Problema dominante della filosofia di Pascal era l’analisi profonda della condizione umana in rapporto alla verità divina rivelata da Cristo. Per il Filosofo la condizione umana non è altro che una estrema precarietà, una impossibilità di raggiungere dei punti fermi. Scriveva: “Noi navighiamo in un vasto mare, sempre incerti e instabili, sballottati da un capo all’altro. Qualunque scoglio, a cui pensiamo di attaccarci e restare salvi, vien meno e ci abbandona e, se l’inseguiamo, sguscia alla nostra presa, ci scivola di mano e fugge in una fuga eterna. Per noi nulla si ferma”.
Riteneva l’uomo una pura contraddizione, posto tra due abissi: l’infinito e il nulla; tra l’essere spirituale e l’essere corporeo. In sostanza si chiedeva: “Che cos’è l’uomo nella natura? Un nulla in confronto all’infinito, un tutto in confronto al nulla, un qualcosa di mezzo fra nulla e tutto”.
Il Seicento fu il secolo in cui trionfava il razionalismo e il filosofo Pascal ne fu uno dei più grandi critici affermando che il puro ragionamento logico simile a quello utilizzato per la matematica, che pur lo appassionò moltissimo, non può essere applicato alla comprensione della condizione umana. Non è possibile una conoscenza puramente razionale del mondo e dell’uomo. Per Pascal l’uomo, dunque, non è solo ragione. Asseriva: “Noi conosciamo la verità non soltanto con la ragione, ma anche con il cuore. Il cuore intuisce, la ragione discorre, procede per dimostrazioni. Il cuore ha le sue ragioni che la ragione non conosce”.

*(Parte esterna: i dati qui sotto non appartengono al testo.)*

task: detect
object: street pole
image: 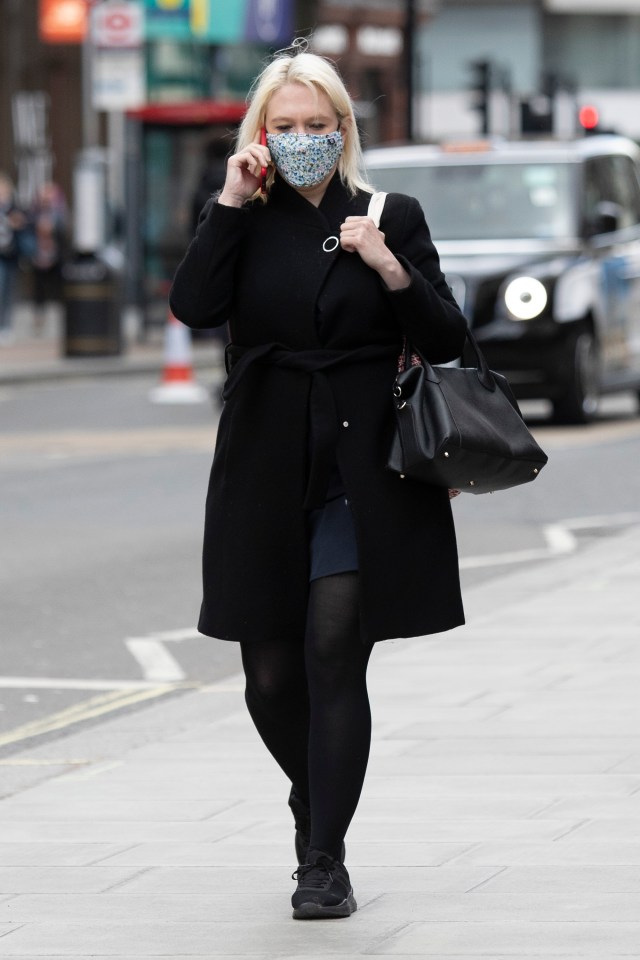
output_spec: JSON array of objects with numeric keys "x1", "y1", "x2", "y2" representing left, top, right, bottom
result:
[
  {"x1": 405, "y1": 0, "x2": 416, "y2": 142},
  {"x1": 81, "y1": 26, "x2": 100, "y2": 149},
  {"x1": 295, "y1": 0, "x2": 317, "y2": 34}
]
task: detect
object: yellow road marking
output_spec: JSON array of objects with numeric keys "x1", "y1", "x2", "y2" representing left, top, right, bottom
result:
[{"x1": 0, "y1": 684, "x2": 189, "y2": 749}]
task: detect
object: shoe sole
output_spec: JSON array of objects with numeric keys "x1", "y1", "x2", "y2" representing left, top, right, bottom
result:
[{"x1": 292, "y1": 892, "x2": 357, "y2": 920}]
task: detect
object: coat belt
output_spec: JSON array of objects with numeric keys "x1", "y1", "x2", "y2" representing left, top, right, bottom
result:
[{"x1": 224, "y1": 342, "x2": 398, "y2": 510}]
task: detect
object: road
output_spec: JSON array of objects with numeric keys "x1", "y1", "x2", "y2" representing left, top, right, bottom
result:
[{"x1": 1, "y1": 374, "x2": 639, "y2": 758}]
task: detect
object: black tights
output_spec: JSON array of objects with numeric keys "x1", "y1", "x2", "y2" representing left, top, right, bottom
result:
[{"x1": 240, "y1": 572, "x2": 373, "y2": 860}]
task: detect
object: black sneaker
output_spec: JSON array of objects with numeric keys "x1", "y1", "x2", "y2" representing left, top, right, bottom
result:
[
  {"x1": 287, "y1": 787, "x2": 347, "y2": 865},
  {"x1": 291, "y1": 849, "x2": 357, "y2": 920}
]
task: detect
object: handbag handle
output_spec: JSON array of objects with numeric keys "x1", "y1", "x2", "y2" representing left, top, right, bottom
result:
[
  {"x1": 367, "y1": 191, "x2": 387, "y2": 228},
  {"x1": 403, "y1": 326, "x2": 497, "y2": 393},
  {"x1": 369, "y1": 191, "x2": 495, "y2": 393}
]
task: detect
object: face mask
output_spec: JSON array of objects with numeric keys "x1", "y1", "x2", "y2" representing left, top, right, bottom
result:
[{"x1": 266, "y1": 131, "x2": 344, "y2": 189}]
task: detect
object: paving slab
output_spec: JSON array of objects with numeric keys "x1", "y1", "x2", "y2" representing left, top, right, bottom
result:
[
  {"x1": 0, "y1": 800, "x2": 236, "y2": 822},
  {"x1": 0, "y1": 919, "x2": 405, "y2": 956},
  {"x1": 368, "y1": 920, "x2": 640, "y2": 954},
  {"x1": 369, "y1": 887, "x2": 640, "y2": 922},
  {"x1": 456, "y1": 840, "x2": 640, "y2": 865},
  {"x1": 365, "y1": 751, "x2": 627, "y2": 774},
  {"x1": 0, "y1": 868, "x2": 149, "y2": 895},
  {"x1": 0, "y1": 821, "x2": 254, "y2": 844},
  {"x1": 360, "y1": 772, "x2": 640, "y2": 796},
  {"x1": 0, "y1": 843, "x2": 134, "y2": 867}
]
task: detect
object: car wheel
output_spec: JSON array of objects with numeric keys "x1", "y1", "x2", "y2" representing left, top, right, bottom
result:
[{"x1": 552, "y1": 329, "x2": 600, "y2": 425}]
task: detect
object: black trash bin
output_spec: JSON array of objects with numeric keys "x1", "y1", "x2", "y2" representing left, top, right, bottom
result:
[{"x1": 62, "y1": 253, "x2": 121, "y2": 357}]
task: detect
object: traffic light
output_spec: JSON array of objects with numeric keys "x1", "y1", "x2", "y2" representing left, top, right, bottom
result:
[
  {"x1": 578, "y1": 104, "x2": 600, "y2": 135},
  {"x1": 521, "y1": 96, "x2": 554, "y2": 134},
  {"x1": 468, "y1": 60, "x2": 491, "y2": 135}
]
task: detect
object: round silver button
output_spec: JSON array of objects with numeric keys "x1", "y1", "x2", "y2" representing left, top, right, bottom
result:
[{"x1": 322, "y1": 236, "x2": 339, "y2": 253}]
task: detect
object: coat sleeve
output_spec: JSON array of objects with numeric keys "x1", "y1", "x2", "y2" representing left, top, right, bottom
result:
[
  {"x1": 380, "y1": 193, "x2": 467, "y2": 364},
  {"x1": 169, "y1": 198, "x2": 248, "y2": 329}
]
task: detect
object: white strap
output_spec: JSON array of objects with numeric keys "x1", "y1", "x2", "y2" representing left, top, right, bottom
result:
[{"x1": 367, "y1": 191, "x2": 387, "y2": 229}]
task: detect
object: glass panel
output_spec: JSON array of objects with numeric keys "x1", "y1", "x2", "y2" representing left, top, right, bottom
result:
[
  {"x1": 370, "y1": 162, "x2": 577, "y2": 241},
  {"x1": 142, "y1": 124, "x2": 234, "y2": 323},
  {"x1": 609, "y1": 156, "x2": 640, "y2": 226}
]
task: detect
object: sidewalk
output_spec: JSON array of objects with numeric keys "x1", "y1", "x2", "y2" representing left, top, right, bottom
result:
[
  {"x1": 0, "y1": 519, "x2": 639, "y2": 956},
  {"x1": 0, "y1": 303, "x2": 224, "y2": 385}
]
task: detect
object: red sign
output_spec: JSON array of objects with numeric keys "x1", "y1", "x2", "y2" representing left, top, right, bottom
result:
[
  {"x1": 39, "y1": 0, "x2": 88, "y2": 44},
  {"x1": 92, "y1": 2, "x2": 144, "y2": 48}
]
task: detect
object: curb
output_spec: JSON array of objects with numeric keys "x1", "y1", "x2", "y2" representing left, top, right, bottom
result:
[{"x1": 0, "y1": 350, "x2": 225, "y2": 387}]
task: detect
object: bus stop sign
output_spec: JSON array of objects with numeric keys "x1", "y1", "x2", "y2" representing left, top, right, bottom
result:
[{"x1": 92, "y1": 1, "x2": 144, "y2": 48}]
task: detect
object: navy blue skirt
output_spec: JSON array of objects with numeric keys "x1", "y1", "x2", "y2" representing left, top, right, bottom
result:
[{"x1": 308, "y1": 493, "x2": 359, "y2": 582}]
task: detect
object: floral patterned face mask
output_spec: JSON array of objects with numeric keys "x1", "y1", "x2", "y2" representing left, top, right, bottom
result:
[{"x1": 266, "y1": 130, "x2": 344, "y2": 189}]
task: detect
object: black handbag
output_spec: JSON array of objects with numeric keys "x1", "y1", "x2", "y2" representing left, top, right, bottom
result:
[{"x1": 387, "y1": 329, "x2": 548, "y2": 494}]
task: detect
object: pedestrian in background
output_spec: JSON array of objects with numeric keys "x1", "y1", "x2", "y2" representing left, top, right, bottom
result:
[
  {"x1": 0, "y1": 172, "x2": 28, "y2": 345},
  {"x1": 170, "y1": 47, "x2": 467, "y2": 920},
  {"x1": 29, "y1": 181, "x2": 68, "y2": 335}
]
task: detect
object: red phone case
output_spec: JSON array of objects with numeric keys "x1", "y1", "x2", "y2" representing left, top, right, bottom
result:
[{"x1": 260, "y1": 127, "x2": 267, "y2": 194}]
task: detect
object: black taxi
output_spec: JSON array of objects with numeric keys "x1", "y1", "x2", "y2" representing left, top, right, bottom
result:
[{"x1": 365, "y1": 136, "x2": 640, "y2": 423}]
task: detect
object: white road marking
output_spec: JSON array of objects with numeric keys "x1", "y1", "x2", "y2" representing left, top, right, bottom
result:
[
  {"x1": 543, "y1": 522, "x2": 578, "y2": 555},
  {"x1": 123, "y1": 627, "x2": 201, "y2": 682},
  {"x1": 460, "y1": 513, "x2": 640, "y2": 570},
  {"x1": 124, "y1": 639, "x2": 187, "y2": 683},
  {"x1": 460, "y1": 522, "x2": 576, "y2": 569},
  {"x1": 148, "y1": 627, "x2": 202, "y2": 642}
]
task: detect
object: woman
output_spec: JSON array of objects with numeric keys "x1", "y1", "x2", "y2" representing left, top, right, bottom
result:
[
  {"x1": 170, "y1": 49, "x2": 467, "y2": 920},
  {"x1": 29, "y1": 181, "x2": 68, "y2": 334}
]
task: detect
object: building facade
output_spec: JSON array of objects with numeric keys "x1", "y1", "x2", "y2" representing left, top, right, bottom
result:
[
  {"x1": 0, "y1": 2, "x2": 83, "y2": 205},
  {"x1": 418, "y1": 0, "x2": 640, "y2": 140}
]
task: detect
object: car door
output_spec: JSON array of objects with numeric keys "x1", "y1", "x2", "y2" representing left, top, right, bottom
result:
[
  {"x1": 607, "y1": 154, "x2": 640, "y2": 384},
  {"x1": 584, "y1": 155, "x2": 640, "y2": 387}
]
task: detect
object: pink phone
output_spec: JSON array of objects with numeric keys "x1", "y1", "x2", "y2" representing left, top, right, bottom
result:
[{"x1": 260, "y1": 127, "x2": 267, "y2": 194}]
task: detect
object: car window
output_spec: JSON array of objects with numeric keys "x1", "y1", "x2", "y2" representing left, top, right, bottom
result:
[
  {"x1": 583, "y1": 158, "x2": 607, "y2": 228},
  {"x1": 369, "y1": 161, "x2": 576, "y2": 241},
  {"x1": 584, "y1": 155, "x2": 640, "y2": 230},
  {"x1": 609, "y1": 156, "x2": 640, "y2": 226}
]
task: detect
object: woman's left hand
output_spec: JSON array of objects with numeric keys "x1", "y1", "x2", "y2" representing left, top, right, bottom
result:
[{"x1": 340, "y1": 216, "x2": 410, "y2": 290}]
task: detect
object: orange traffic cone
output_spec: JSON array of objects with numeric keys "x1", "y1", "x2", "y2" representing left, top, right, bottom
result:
[{"x1": 149, "y1": 309, "x2": 209, "y2": 404}]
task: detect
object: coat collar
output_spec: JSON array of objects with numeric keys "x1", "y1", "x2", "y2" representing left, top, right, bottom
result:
[{"x1": 268, "y1": 173, "x2": 368, "y2": 233}]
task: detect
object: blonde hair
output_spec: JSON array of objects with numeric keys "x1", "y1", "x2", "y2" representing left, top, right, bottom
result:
[{"x1": 236, "y1": 50, "x2": 373, "y2": 201}]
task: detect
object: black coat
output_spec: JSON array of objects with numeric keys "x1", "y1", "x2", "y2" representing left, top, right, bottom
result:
[{"x1": 170, "y1": 174, "x2": 468, "y2": 644}]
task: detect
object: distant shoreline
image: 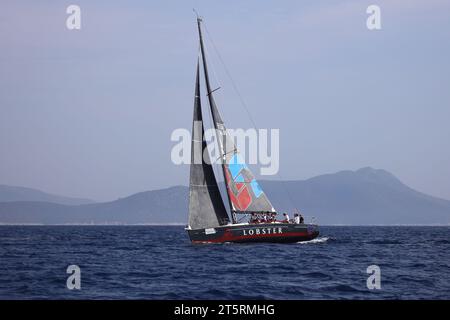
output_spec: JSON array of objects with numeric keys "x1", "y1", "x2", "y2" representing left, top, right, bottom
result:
[{"x1": 2, "y1": 168, "x2": 450, "y2": 225}]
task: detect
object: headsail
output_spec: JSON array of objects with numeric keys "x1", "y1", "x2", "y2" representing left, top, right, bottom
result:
[
  {"x1": 188, "y1": 61, "x2": 230, "y2": 229},
  {"x1": 196, "y1": 18, "x2": 275, "y2": 215}
]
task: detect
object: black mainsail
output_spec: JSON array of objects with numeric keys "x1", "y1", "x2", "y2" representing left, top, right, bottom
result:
[
  {"x1": 196, "y1": 18, "x2": 275, "y2": 218},
  {"x1": 188, "y1": 61, "x2": 230, "y2": 229}
]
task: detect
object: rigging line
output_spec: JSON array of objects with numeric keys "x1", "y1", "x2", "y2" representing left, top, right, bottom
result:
[
  {"x1": 190, "y1": 184, "x2": 223, "y2": 187},
  {"x1": 213, "y1": 147, "x2": 238, "y2": 163},
  {"x1": 237, "y1": 215, "x2": 247, "y2": 223},
  {"x1": 199, "y1": 33, "x2": 232, "y2": 204},
  {"x1": 199, "y1": 37, "x2": 229, "y2": 210},
  {"x1": 197, "y1": 40, "x2": 216, "y2": 170},
  {"x1": 198, "y1": 36, "x2": 219, "y2": 163},
  {"x1": 201, "y1": 26, "x2": 229, "y2": 125},
  {"x1": 203, "y1": 23, "x2": 256, "y2": 129},
  {"x1": 196, "y1": 42, "x2": 216, "y2": 170},
  {"x1": 203, "y1": 80, "x2": 222, "y2": 178},
  {"x1": 203, "y1": 21, "x2": 298, "y2": 213},
  {"x1": 202, "y1": 29, "x2": 245, "y2": 165}
]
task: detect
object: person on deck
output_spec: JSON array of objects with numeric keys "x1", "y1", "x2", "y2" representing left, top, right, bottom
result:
[
  {"x1": 294, "y1": 213, "x2": 300, "y2": 224},
  {"x1": 299, "y1": 214, "x2": 304, "y2": 224},
  {"x1": 271, "y1": 212, "x2": 277, "y2": 223},
  {"x1": 282, "y1": 213, "x2": 290, "y2": 223}
]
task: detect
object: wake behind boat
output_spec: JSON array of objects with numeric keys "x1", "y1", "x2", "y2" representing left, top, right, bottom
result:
[{"x1": 185, "y1": 16, "x2": 319, "y2": 244}]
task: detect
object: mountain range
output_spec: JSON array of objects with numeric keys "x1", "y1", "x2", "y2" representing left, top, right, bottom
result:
[
  {"x1": 0, "y1": 184, "x2": 95, "y2": 205},
  {"x1": 0, "y1": 167, "x2": 449, "y2": 225}
]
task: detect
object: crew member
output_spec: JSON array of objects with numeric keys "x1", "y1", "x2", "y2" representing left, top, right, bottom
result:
[
  {"x1": 271, "y1": 212, "x2": 277, "y2": 223},
  {"x1": 294, "y1": 213, "x2": 300, "y2": 224}
]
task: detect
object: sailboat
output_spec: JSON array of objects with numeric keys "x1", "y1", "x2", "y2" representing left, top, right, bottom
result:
[{"x1": 186, "y1": 16, "x2": 319, "y2": 243}]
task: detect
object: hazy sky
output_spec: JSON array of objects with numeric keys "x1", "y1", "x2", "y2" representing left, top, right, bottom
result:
[{"x1": 1, "y1": 0, "x2": 449, "y2": 202}]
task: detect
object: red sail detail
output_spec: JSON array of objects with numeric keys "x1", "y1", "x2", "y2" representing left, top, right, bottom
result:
[
  {"x1": 228, "y1": 189, "x2": 240, "y2": 210},
  {"x1": 225, "y1": 168, "x2": 252, "y2": 211},
  {"x1": 225, "y1": 170, "x2": 239, "y2": 210},
  {"x1": 236, "y1": 187, "x2": 251, "y2": 210},
  {"x1": 235, "y1": 182, "x2": 244, "y2": 191}
]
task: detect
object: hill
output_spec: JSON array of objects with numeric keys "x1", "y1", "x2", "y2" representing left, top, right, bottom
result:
[{"x1": 0, "y1": 168, "x2": 449, "y2": 225}]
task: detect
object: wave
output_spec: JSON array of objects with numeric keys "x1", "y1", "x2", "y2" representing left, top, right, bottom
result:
[
  {"x1": 368, "y1": 240, "x2": 402, "y2": 245},
  {"x1": 298, "y1": 236, "x2": 330, "y2": 244},
  {"x1": 322, "y1": 284, "x2": 366, "y2": 293},
  {"x1": 434, "y1": 240, "x2": 450, "y2": 245},
  {"x1": 301, "y1": 271, "x2": 333, "y2": 280}
]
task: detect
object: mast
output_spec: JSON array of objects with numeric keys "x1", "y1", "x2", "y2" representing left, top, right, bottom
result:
[
  {"x1": 188, "y1": 60, "x2": 230, "y2": 229},
  {"x1": 196, "y1": 17, "x2": 236, "y2": 223},
  {"x1": 195, "y1": 15, "x2": 276, "y2": 220}
]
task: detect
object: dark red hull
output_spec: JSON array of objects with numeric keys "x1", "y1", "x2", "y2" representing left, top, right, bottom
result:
[{"x1": 187, "y1": 223, "x2": 319, "y2": 244}]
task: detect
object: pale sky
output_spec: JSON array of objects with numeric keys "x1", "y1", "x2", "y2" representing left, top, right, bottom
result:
[{"x1": 1, "y1": 0, "x2": 449, "y2": 202}]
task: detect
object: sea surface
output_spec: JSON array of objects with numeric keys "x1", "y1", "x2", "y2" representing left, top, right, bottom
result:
[{"x1": 0, "y1": 226, "x2": 449, "y2": 299}]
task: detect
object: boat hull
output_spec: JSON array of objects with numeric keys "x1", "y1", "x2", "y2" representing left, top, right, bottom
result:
[{"x1": 187, "y1": 223, "x2": 319, "y2": 244}]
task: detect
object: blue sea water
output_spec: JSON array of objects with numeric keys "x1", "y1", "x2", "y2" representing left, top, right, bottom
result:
[{"x1": 0, "y1": 226, "x2": 449, "y2": 299}]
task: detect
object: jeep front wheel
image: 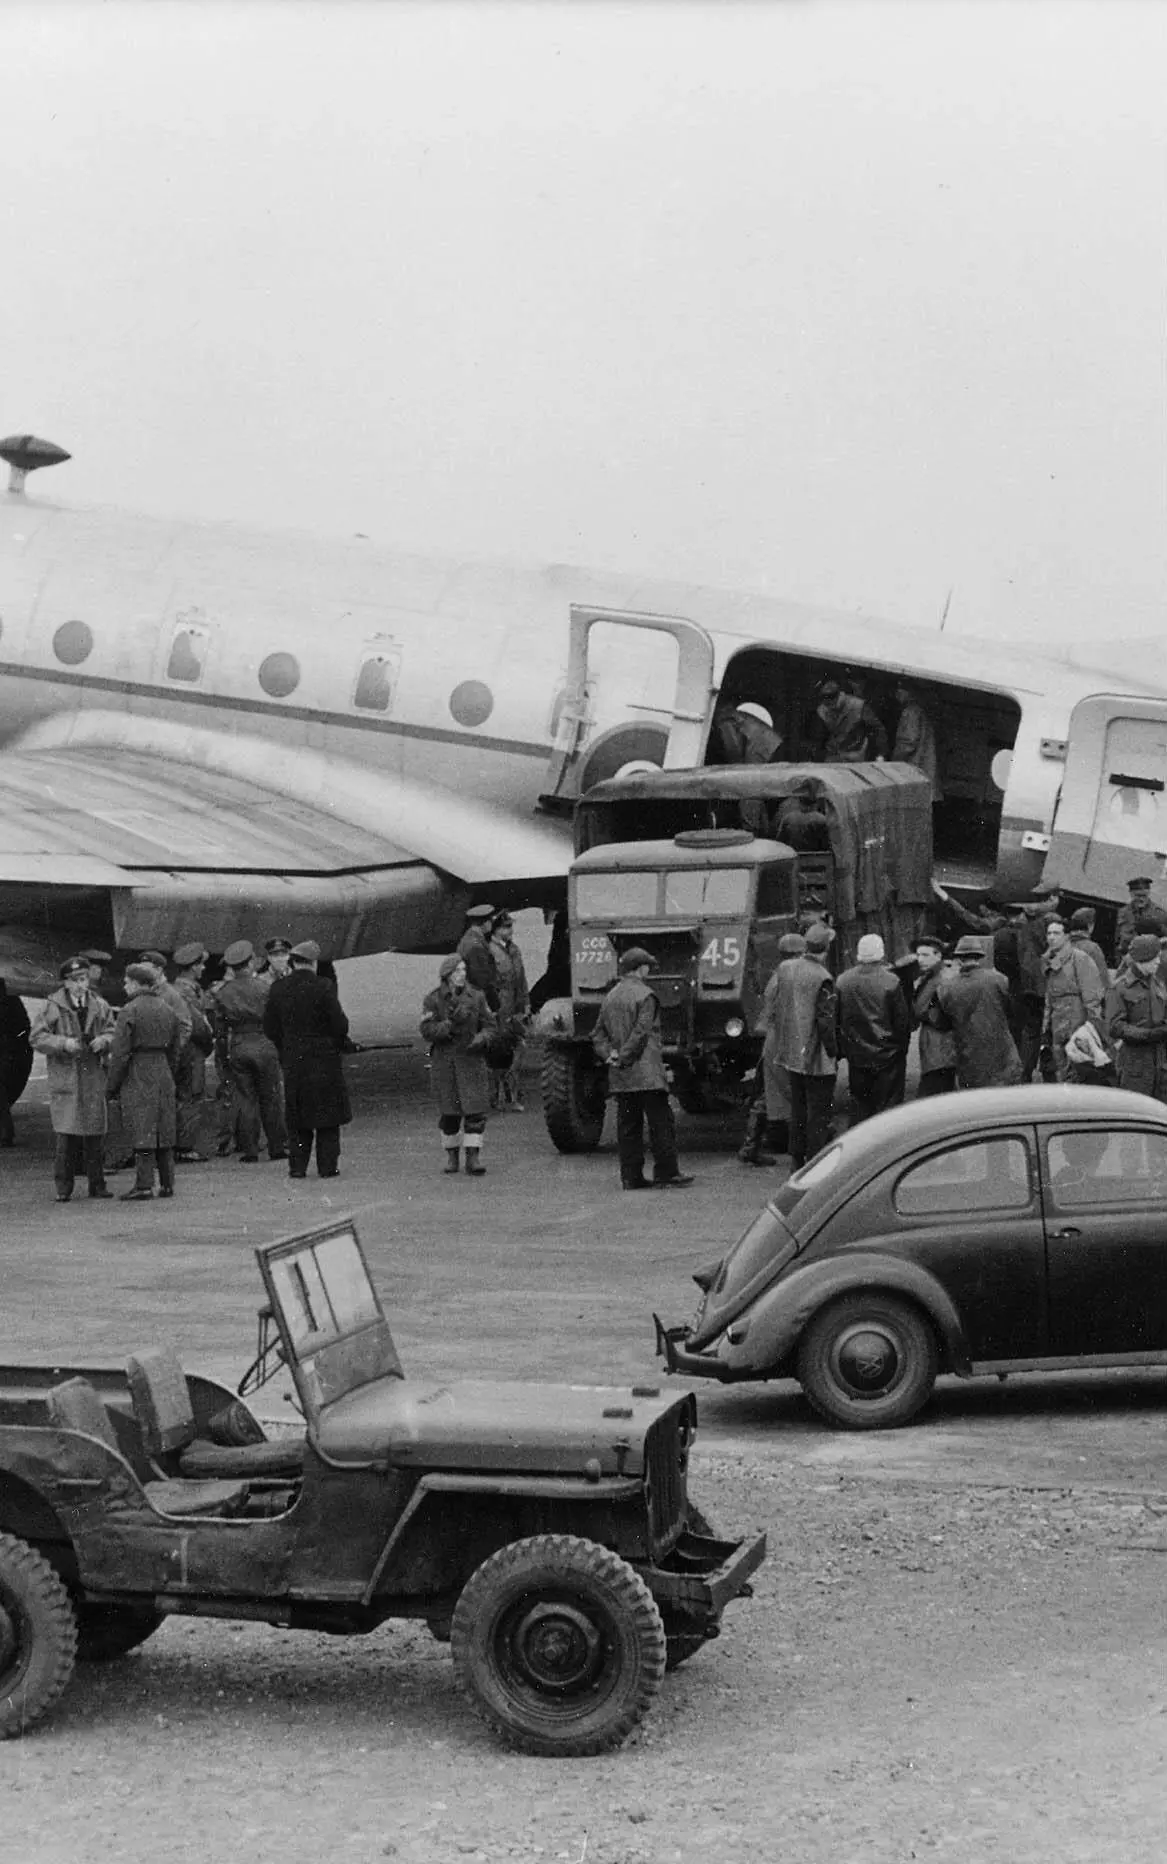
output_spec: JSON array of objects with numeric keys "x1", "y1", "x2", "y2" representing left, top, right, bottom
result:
[
  {"x1": 451, "y1": 1534, "x2": 666, "y2": 1756},
  {"x1": 0, "y1": 1533, "x2": 78, "y2": 1737},
  {"x1": 542, "y1": 1048, "x2": 606, "y2": 1153},
  {"x1": 797, "y1": 1293, "x2": 938, "y2": 1430}
]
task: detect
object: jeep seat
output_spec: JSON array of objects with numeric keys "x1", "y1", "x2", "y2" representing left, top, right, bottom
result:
[
  {"x1": 46, "y1": 1378, "x2": 250, "y2": 1520},
  {"x1": 125, "y1": 1347, "x2": 304, "y2": 1479}
]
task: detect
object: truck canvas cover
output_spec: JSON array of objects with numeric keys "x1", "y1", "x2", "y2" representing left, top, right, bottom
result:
[{"x1": 577, "y1": 763, "x2": 934, "y2": 925}]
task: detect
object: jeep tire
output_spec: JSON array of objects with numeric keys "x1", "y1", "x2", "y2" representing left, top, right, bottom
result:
[
  {"x1": 0, "y1": 1533, "x2": 78, "y2": 1738},
  {"x1": 451, "y1": 1534, "x2": 666, "y2": 1756}
]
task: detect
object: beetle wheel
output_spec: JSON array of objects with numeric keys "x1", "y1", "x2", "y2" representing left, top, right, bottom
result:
[
  {"x1": 797, "y1": 1293, "x2": 938, "y2": 1430},
  {"x1": 0, "y1": 1533, "x2": 78, "y2": 1738},
  {"x1": 451, "y1": 1534, "x2": 665, "y2": 1756}
]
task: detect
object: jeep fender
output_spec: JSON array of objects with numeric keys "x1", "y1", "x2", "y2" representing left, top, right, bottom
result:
[{"x1": 720, "y1": 1255, "x2": 970, "y2": 1379}]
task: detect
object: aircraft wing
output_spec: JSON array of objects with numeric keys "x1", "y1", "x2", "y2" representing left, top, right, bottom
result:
[{"x1": 0, "y1": 732, "x2": 571, "y2": 989}]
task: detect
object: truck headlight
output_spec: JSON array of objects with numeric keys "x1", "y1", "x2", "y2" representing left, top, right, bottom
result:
[{"x1": 724, "y1": 1017, "x2": 745, "y2": 1038}]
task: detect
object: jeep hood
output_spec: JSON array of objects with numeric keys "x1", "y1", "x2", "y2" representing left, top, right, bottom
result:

Anche Seneca (3/4 a.C. – 65 d.C.), filosofo e poeta romano sosteneva: “Ciò che il cuore conosce oggi, la testa comprenderà domani”. (*) Pascal riconoscendo i limiti della ragione vuol dimostrare la necessità della fede, senza la quale non è possibile trovare principi universali e validi per tutti. Solo mediante la fede si può giungere alla risoluzione del problema relativo al senso della vita. “Il cuore, e non la ragione, sente Dio. Ecco che cos’è la fede: Dio sensibile al cuore, e non alla ragione”.